Dans le courant de l’année 2022, le balancier est allé fortement dans l’autre sens. Ces dernières semaines, les annonces ont plutôt été celles de licenciement en masse que de nouvelles fonctionnalités. Plus de 100·000 suppressions d’emplois auraient été effectuées dans le secteur depuis le début de l’année. Et le pire serait peut-être à venir.
Dans le drame qui se joue sous nos yeux, une entreprise est actuellement sous le feu des projecteurs : Twitter. Depuis qu’Elon Musk a acheté Twitter et libéré l’oiseau bleu (selon ses propres mots), le réseau social est en plein chaos.
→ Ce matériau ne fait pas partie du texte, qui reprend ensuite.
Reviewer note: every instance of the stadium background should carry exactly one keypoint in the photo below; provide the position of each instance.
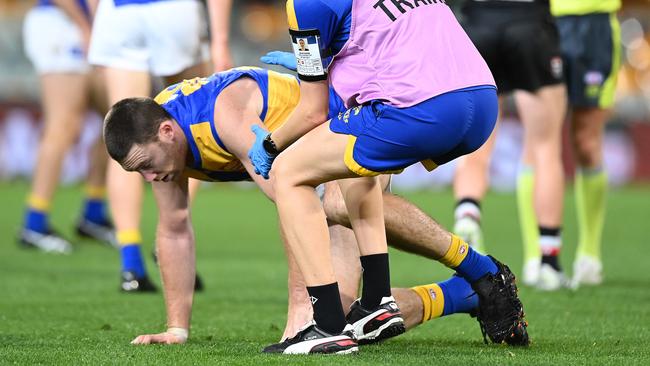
(68, 310)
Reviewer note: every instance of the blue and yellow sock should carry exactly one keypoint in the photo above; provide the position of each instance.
(470, 264)
(129, 241)
(95, 205)
(445, 298)
(37, 214)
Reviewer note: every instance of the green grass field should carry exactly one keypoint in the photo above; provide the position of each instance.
(67, 309)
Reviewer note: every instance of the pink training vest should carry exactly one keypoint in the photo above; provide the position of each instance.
(405, 52)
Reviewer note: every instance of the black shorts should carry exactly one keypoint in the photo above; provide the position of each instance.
(591, 50)
(521, 46)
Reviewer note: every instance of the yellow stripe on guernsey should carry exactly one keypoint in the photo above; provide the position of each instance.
(456, 253)
(582, 7)
(281, 97)
(433, 301)
(291, 15)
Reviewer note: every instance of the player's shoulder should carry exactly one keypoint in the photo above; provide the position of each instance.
(316, 13)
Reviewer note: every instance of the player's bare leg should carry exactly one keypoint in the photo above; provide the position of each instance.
(542, 114)
(294, 185)
(125, 189)
(345, 257)
(65, 102)
(95, 222)
(588, 129)
(471, 182)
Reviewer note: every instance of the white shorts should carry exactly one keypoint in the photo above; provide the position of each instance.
(53, 42)
(162, 38)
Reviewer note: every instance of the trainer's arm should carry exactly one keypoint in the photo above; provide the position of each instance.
(310, 112)
(176, 258)
(219, 11)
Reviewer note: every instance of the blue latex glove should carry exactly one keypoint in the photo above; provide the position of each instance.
(284, 59)
(260, 158)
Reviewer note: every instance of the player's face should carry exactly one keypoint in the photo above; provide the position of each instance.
(157, 161)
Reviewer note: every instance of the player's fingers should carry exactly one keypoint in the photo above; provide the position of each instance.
(159, 338)
(143, 339)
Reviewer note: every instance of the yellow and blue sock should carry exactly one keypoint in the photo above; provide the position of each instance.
(37, 214)
(95, 205)
(129, 241)
(591, 194)
(445, 298)
(470, 264)
(550, 243)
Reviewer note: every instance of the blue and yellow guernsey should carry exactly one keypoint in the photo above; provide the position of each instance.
(191, 103)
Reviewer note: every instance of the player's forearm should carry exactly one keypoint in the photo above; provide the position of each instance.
(176, 257)
(310, 112)
(74, 12)
(92, 5)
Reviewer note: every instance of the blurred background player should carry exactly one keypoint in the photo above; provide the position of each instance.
(56, 34)
(591, 49)
(134, 40)
(520, 43)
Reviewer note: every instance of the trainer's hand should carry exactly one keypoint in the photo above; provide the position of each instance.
(258, 156)
(284, 59)
(164, 338)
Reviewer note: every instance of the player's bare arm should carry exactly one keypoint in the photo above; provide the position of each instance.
(176, 256)
(237, 108)
(310, 112)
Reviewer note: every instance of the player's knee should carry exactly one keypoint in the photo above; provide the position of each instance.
(281, 173)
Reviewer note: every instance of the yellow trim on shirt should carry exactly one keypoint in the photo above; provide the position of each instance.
(355, 167)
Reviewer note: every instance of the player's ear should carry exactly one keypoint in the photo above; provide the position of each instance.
(166, 131)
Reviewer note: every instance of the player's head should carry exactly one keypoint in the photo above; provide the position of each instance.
(143, 137)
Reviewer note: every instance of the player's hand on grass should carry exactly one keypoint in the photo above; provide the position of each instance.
(259, 157)
(284, 59)
(171, 336)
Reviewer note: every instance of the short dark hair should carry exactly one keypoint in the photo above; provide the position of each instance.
(132, 121)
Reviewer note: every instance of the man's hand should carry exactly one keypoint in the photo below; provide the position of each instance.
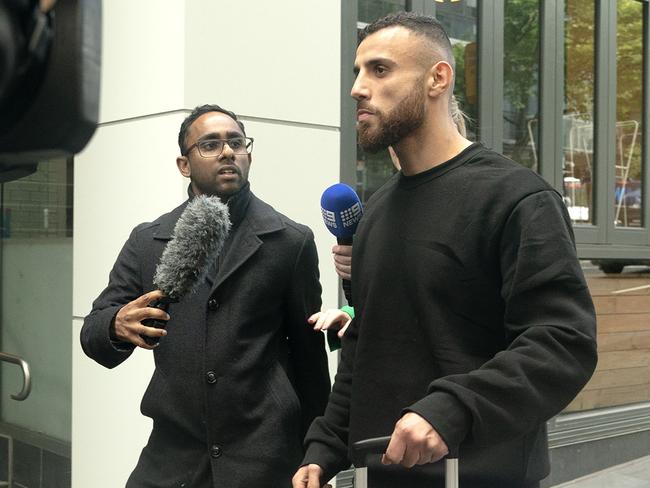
(127, 326)
(308, 477)
(343, 261)
(414, 441)
(332, 318)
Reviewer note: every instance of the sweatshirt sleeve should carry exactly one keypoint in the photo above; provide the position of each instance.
(550, 328)
(124, 285)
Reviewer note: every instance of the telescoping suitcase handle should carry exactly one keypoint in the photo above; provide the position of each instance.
(378, 445)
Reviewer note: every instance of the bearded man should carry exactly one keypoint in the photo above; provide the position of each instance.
(474, 324)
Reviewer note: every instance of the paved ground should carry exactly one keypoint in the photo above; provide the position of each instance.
(635, 474)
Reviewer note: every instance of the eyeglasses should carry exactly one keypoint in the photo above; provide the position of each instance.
(211, 148)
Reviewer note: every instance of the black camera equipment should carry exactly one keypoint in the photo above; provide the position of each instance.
(50, 55)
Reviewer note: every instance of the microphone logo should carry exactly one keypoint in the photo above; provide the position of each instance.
(351, 216)
(329, 218)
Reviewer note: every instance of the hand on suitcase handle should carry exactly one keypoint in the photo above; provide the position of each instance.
(378, 445)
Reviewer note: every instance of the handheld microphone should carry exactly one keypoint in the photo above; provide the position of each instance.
(197, 240)
(342, 211)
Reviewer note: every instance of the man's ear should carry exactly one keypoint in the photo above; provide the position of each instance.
(183, 165)
(440, 78)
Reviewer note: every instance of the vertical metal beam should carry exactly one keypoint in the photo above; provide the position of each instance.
(490, 73)
(348, 131)
(551, 83)
(645, 138)
(348, 134)
(605, 117)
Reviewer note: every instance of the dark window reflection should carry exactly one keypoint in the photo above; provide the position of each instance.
(521, 81)
(629, 103)
(39, 205)
(578, 127)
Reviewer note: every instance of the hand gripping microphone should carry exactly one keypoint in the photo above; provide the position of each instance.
(198, 238)
(342, 211)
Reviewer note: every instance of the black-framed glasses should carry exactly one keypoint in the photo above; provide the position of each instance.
(211, 148)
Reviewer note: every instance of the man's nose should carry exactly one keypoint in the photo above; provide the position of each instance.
(227, 151)
(359, 89)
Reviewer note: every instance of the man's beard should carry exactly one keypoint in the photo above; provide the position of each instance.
(406, 117)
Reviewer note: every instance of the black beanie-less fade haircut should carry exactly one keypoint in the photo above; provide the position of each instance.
(422, 25)
(195, 114)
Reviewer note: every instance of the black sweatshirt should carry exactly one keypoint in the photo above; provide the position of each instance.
(472, 311)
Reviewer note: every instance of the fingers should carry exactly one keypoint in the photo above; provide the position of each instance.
(344, 329)
(332, 318)
(414, 441)
(395, 451)
(314, 472)
(147, 298)
(128, 320)
(308, 477)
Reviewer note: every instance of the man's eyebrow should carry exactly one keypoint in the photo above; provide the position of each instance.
(374, 62)
(219, 135)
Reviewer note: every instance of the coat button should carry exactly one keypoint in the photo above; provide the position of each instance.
(215, 452)
(211, 377)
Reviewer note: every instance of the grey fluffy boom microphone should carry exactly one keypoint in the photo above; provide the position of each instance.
(198, 238)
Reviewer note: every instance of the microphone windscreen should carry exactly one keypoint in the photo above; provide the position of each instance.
(199, 236)
(341, 209)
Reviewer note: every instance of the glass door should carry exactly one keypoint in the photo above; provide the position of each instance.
(36, 327)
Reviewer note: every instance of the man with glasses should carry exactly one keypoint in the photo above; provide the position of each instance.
(239, 373)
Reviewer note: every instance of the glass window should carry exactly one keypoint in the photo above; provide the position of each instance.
(371, 10)
(460, 20)
(579, 92)
(39, 205)
(629, 102)
(521, 81)
(35, 314)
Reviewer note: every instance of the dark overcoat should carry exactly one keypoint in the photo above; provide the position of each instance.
(240, 375)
Dans son édition du 18 novembre 2022, “The Download”, l’excellente infolettre quotidienne de la MIT Technology Review, indiquait :
“Des membres du personnel de Twitter récemment partis ont déclaré au MIT Technology Review qu'ils craignaient que la plateforme n'ait plus que quelques semaines à vivre, compte tenu des effectifs actuels, des démissions massives survenues au cours de la nuit et du moral des quelques personnes qui restent.”
Ceci est d’autant plus effrayant, qu’une grande partie de l'équipe chargée de superviser l'infrastructure technique de Twitter aurait été licenciée. Des pannes plus ou moins importantes sont donc envisageables. Et si la plateforme finissait par s’effondrer que deviendraient les contenus publiés depuis plus de 10 ans par les institutions culturelles (Pour ma part, par prudence et par sécurité, je vous recommande de télécharger une archive de vos données).
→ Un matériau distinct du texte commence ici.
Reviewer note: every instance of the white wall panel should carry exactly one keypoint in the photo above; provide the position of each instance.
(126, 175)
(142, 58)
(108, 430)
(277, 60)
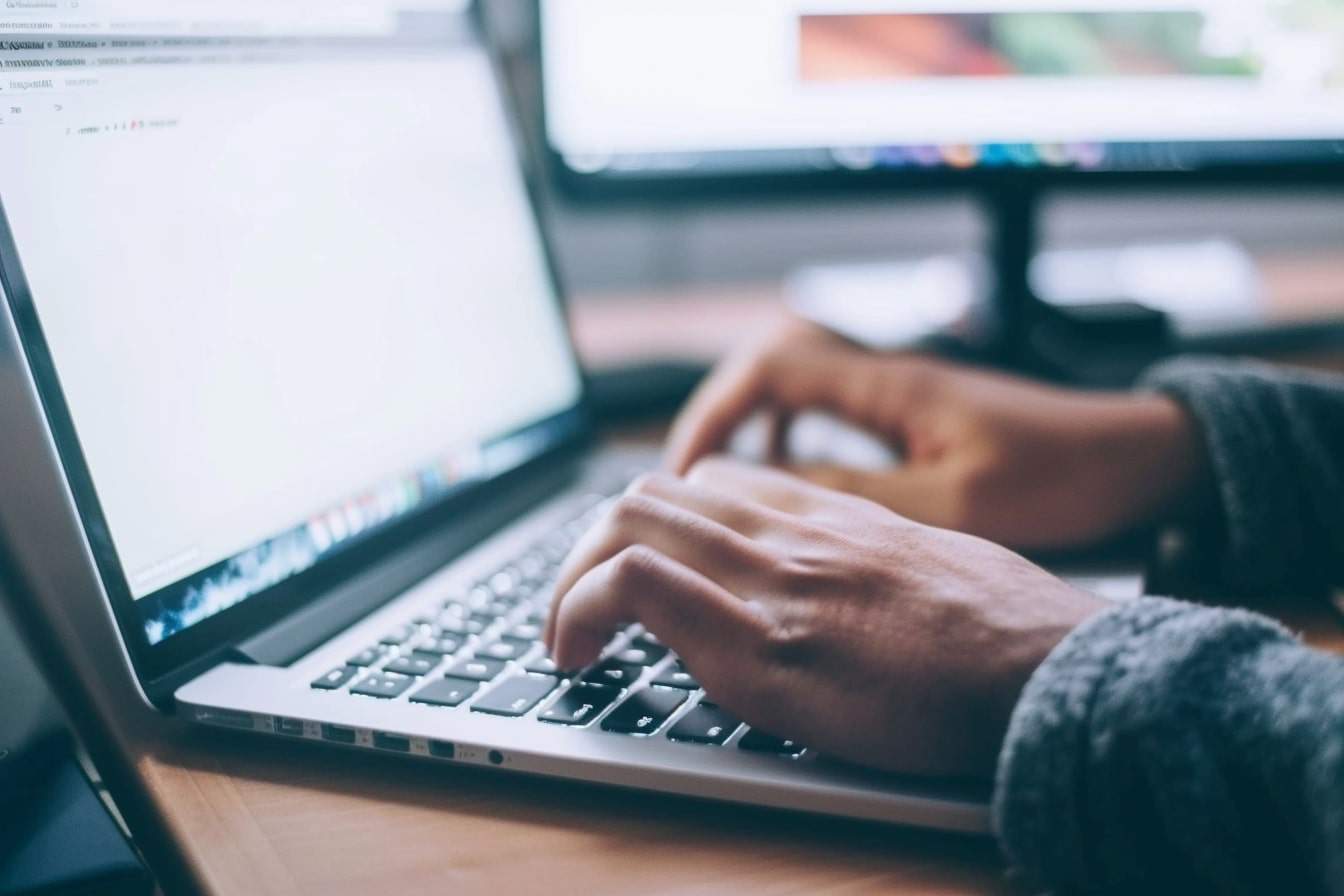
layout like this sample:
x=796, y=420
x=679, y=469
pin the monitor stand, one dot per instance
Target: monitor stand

Ce moment particulier est celui de la réflexion sur nos usages et nos pratiques. Dans “Rachat de Twitter : partir ou rester ?”, un article à ce sujet, Solweig Mary, directrice de l’agence Digitalis, donne quatre recommandations aux responsables des médias sociaux des institutions culturelles :
► Restez en veille avant tout
► Poursuivez votre stratégie, communiquez en interne (Quitter comme rejoindre une plateforme n’est pas une décision à prendre à la légère)
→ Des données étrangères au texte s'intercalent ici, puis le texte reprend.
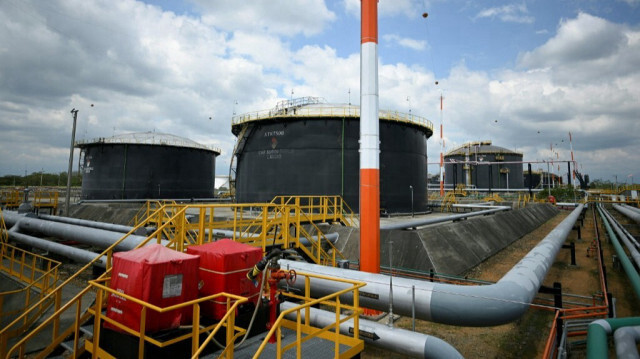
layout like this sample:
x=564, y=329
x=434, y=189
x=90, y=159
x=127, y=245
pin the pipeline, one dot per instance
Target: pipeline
x=96, y=237
x=623, y=236
x=597, y=347
x=76, y=254
x=632, y=214
x=634, y=278
x=478, y=306
x=635, y=209
x=626, y=339
x=424, y=222
x=401, y=341
x=93, y=224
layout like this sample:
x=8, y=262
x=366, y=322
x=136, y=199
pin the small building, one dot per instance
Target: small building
x=483, y=166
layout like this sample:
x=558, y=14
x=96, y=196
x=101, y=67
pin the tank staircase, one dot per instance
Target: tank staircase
x=242, y=136
x=76, y=325
x=322, y=209
x=10, y=199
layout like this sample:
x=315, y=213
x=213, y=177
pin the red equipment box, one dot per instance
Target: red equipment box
x=223, y=268
x=156, y=275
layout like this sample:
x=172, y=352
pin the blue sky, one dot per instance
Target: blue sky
x=521, y=73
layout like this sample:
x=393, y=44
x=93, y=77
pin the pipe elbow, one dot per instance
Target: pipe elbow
x=601, y=323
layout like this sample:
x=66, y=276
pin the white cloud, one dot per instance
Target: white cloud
x=388, y=8
x=282, y=17
x=508, y=13
x=146, y=69
x=409, y=43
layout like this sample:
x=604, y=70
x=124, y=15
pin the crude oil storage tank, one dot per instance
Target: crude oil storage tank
x=146, y=165
x=308, y=147
x=484, y=166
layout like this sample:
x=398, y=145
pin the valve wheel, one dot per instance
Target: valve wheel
x=291, y=277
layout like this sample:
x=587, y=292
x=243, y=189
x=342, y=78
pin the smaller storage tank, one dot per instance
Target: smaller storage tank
x=146, y=165
x=482, y=165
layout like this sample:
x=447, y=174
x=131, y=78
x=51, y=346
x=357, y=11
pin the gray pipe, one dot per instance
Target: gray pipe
x=626, y=339
x=623, y=236
x=424, y=222
x=78, y=255
x=92, y=236
x=93, y=224
x=628, y=212
x=488, y=305
x=401, y=341
x=635, y=209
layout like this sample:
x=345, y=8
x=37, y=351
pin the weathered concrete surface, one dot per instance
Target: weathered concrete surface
x=451, y=248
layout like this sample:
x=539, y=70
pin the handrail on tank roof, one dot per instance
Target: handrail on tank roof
x=328, y=110
x=149, y=138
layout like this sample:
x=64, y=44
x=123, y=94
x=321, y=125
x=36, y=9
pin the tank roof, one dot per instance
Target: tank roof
x=148, y=138
x=484, y=147
x=318, y=107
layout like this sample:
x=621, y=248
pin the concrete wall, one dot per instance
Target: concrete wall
x=451, y=248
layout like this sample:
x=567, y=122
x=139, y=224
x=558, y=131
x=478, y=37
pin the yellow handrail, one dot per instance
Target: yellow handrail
x=331, y=300
x=38, y=280
x=14, y=327
x=228, y=319
x=4, y=235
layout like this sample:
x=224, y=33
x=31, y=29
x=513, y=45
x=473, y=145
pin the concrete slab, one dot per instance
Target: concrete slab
x=451, y=248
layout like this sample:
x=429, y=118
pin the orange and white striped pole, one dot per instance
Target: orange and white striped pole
x=369, y=140
x=441, y=153
x=573, y=162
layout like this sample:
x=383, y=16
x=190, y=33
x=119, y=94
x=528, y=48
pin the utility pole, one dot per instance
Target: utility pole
x=70, y=168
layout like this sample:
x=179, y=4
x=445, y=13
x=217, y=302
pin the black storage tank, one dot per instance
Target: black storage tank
x=484, y=166
x=308, y=147
x=146, y=165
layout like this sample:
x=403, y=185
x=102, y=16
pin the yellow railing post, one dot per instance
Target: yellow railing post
x=195, y=339
x=230, y=329
x=143, y=324
x=265, y=209
x=202, y=218
x=96, y=324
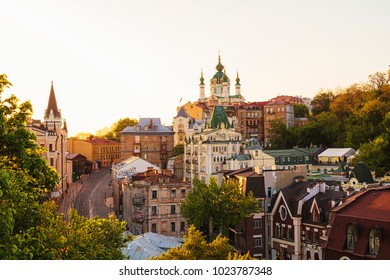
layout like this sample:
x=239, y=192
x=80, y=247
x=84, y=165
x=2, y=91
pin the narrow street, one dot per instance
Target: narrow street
x=91, y=197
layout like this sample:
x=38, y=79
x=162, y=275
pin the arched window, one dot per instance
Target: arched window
x=374, y=241
x=352, y=235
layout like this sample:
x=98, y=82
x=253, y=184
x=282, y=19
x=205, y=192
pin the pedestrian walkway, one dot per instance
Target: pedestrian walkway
x=109, y=201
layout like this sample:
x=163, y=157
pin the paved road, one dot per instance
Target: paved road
x=91, y=199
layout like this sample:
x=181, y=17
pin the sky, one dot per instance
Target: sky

► Tweetez moins, expérimentez ailleurs (Recentrer vos efforts sur une autre plateforme où votre institution est déjà présente)
► Restez fidèle à votre mission et à vos valeurs (Votre e-réputation en dépend)
Solweig Mary termine son article par la question : “Et si cette descente aux enfers de Twitter, imposant un rythme soutenu pouvant aller jusqu’à plusieurs tweets par jour, était l’opportunité d’opter pour une stratégie éditoriale plus sobre?”
Je partage ses conseils et réflexions avec ceci en plus, ce moment est aussi une belle opportunité de s’émanciper du capitalisme de surveillance mis en place par les géants du web. Nous sommes peut-être à un tournant historique, nos choix en commun dans les mois à venir vont être déterminants.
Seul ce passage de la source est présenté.